On a pro-forma basis total admissions across the Cineworld group rose 5.9% in the period spanning January 1 to November 11, it was announced last week, a result that pushed corresponding box office revenues 10.7% higher.

Sales growth was highest in the US thanks to “a strong film slate,” Cineworld said, with Marvel Studios once again providing the rocket fuel with titles such as Black Panther, Avengers: Infinity War and Ant-Man and the Wasp. As a consequence Stateside box office revenues boomed 12.4% year-on-year.

Cineworld’s $3.6bn acquisition of Regal Entertainment in the spring, a move that transformed the business into the world’s second-largest cinema chain, is proving to be a masterstroke, I believe. Revenues growth in the US is leaving the company’s other geographies for dead (box office sales in the UK and Ireland, and the rest of the world, rose by a decent-but-far-more-modest 6.4% and 5.8% respectively in the reporting period).

And Cineworld is building its American operations in recognition of this market’s exceptional earnings potential, the company — along with industry rival Cinemark Holdings — buying out AMC Entertainment’sremaining stake in cinema advertising giant National CineMedia in the summer.

5% dividend yields!

It comes as little surprise that City analysts are expecting profits to keep growing at a stratospheric rate at Cineworld. Following the Regal Entertainment deal, a 166% bottom-line rise is predicted for 2018. A further 22% earnings improvement is anticipated for next year too.

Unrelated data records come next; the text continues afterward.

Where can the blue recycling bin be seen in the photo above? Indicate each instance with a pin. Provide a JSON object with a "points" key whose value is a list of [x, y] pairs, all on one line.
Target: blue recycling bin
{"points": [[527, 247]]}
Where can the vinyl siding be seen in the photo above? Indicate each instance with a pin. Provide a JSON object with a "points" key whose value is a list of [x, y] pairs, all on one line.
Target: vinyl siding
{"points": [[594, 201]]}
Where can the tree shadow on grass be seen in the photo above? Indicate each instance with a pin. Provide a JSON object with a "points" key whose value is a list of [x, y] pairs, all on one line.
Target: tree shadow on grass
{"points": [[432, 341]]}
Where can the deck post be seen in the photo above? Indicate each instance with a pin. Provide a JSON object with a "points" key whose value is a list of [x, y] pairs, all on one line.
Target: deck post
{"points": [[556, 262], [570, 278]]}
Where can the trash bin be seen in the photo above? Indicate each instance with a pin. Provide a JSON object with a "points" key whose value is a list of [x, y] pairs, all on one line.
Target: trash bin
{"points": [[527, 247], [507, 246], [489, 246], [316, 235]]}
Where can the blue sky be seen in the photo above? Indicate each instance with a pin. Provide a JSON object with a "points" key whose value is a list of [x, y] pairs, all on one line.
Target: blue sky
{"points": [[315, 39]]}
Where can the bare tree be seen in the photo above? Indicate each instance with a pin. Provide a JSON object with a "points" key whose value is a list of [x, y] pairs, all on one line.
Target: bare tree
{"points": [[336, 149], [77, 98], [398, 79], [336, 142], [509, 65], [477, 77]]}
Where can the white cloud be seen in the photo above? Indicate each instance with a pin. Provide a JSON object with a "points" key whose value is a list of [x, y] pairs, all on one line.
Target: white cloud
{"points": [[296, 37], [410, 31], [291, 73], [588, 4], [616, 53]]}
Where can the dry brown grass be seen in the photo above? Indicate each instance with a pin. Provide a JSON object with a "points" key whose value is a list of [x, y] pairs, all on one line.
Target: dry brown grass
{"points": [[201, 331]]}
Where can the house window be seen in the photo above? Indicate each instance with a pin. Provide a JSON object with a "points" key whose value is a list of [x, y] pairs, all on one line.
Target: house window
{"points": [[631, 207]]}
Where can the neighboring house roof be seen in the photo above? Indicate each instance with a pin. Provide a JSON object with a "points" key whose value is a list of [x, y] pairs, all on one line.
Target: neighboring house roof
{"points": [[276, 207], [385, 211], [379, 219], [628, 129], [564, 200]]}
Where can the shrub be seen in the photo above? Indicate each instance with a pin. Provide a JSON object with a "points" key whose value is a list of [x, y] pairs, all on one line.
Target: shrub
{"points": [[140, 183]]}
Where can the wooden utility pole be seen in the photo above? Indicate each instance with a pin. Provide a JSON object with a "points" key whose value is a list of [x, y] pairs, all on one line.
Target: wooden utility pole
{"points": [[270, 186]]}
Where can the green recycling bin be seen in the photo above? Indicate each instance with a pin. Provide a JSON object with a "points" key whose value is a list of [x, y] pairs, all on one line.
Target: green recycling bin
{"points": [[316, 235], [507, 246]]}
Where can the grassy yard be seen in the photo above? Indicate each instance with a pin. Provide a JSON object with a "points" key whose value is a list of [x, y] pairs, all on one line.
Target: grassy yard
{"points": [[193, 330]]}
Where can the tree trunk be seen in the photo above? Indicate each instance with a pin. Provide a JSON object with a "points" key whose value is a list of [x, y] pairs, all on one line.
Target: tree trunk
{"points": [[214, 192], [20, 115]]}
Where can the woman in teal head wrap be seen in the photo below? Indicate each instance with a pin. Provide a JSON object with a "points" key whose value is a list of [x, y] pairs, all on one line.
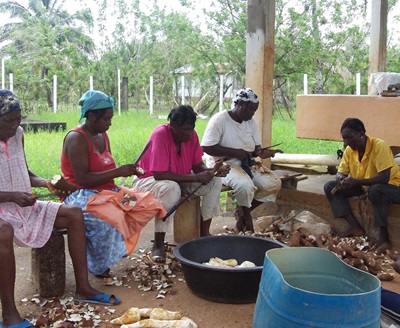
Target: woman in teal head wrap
{"points": [[87, 162]]}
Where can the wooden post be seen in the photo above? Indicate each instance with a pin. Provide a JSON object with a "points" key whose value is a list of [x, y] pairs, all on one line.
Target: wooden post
{"points": [[221, 93], [55, 94], [119, 91], [183, 89], [377, 50], [358, 84], [151, 96], [260, 62], [125, 93], [2, 73], [305, 82], [11, 82]]}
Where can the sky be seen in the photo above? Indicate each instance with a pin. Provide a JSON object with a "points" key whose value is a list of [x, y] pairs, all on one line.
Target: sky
{"points": [[170, 5]]}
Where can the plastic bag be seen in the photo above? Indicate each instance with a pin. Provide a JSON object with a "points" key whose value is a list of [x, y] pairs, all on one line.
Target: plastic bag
{"points": [[129, 214]]}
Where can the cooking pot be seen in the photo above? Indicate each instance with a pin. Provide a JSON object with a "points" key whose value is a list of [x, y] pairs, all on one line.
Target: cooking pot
{"points": [[221, 284]]}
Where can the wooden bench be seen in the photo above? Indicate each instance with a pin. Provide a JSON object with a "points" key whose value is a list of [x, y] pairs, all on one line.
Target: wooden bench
{"points": [[48, 263], [187, 216]]}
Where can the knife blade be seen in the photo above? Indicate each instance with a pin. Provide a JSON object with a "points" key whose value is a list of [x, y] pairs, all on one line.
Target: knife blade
{"points": [[137, 160], [269, 147]]}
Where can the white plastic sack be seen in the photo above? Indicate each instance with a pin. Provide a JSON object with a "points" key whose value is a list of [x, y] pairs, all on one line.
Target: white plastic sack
{"points": [[309, 223]]}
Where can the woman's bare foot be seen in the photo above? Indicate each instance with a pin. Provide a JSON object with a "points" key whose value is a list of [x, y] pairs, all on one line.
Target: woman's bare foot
{"points": [[158, 253]]}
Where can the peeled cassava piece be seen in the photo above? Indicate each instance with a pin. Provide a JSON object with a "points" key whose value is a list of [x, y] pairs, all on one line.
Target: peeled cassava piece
{"points": [[130, 316], [161, 314], [153, 323], [230, 263], [62, 184]]}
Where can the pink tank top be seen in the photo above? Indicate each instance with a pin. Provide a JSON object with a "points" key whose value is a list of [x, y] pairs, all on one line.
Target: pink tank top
{"points": [[97, 163]]}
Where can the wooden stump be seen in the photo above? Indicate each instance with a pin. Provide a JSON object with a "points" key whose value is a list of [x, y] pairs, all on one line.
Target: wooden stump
{"points": [[187, 220], [48, 266]]}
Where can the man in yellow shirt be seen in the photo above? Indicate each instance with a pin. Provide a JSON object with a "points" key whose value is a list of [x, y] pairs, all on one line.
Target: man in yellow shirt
{"points": [[367, 164]]}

And in all probability, profits should continue sprinting forwards as the firm’s US odyssey moves through the gears; as the business pursues its screen expansion programme in the UK and across Europe; and critically, as Hollywood’s conveyor belt of superhero and space warrior movies keeps on keeping on.

This means that dividends at the screen star look set to continue pumping higher long into the future. And in the meantime investors can sit back and bask in projected payouts of 11p per share for 2018 and 13.6p for next year, figures that create jumbo yields of 4.1% and 5% respectively.

Right now Cineworld can be picked up for a forward P/E ratio of 13.2 times. I feel such a valuation is ludicrously low for a share of this calibre and provides plenty of upside for shareholders to enjoy in the years ahead.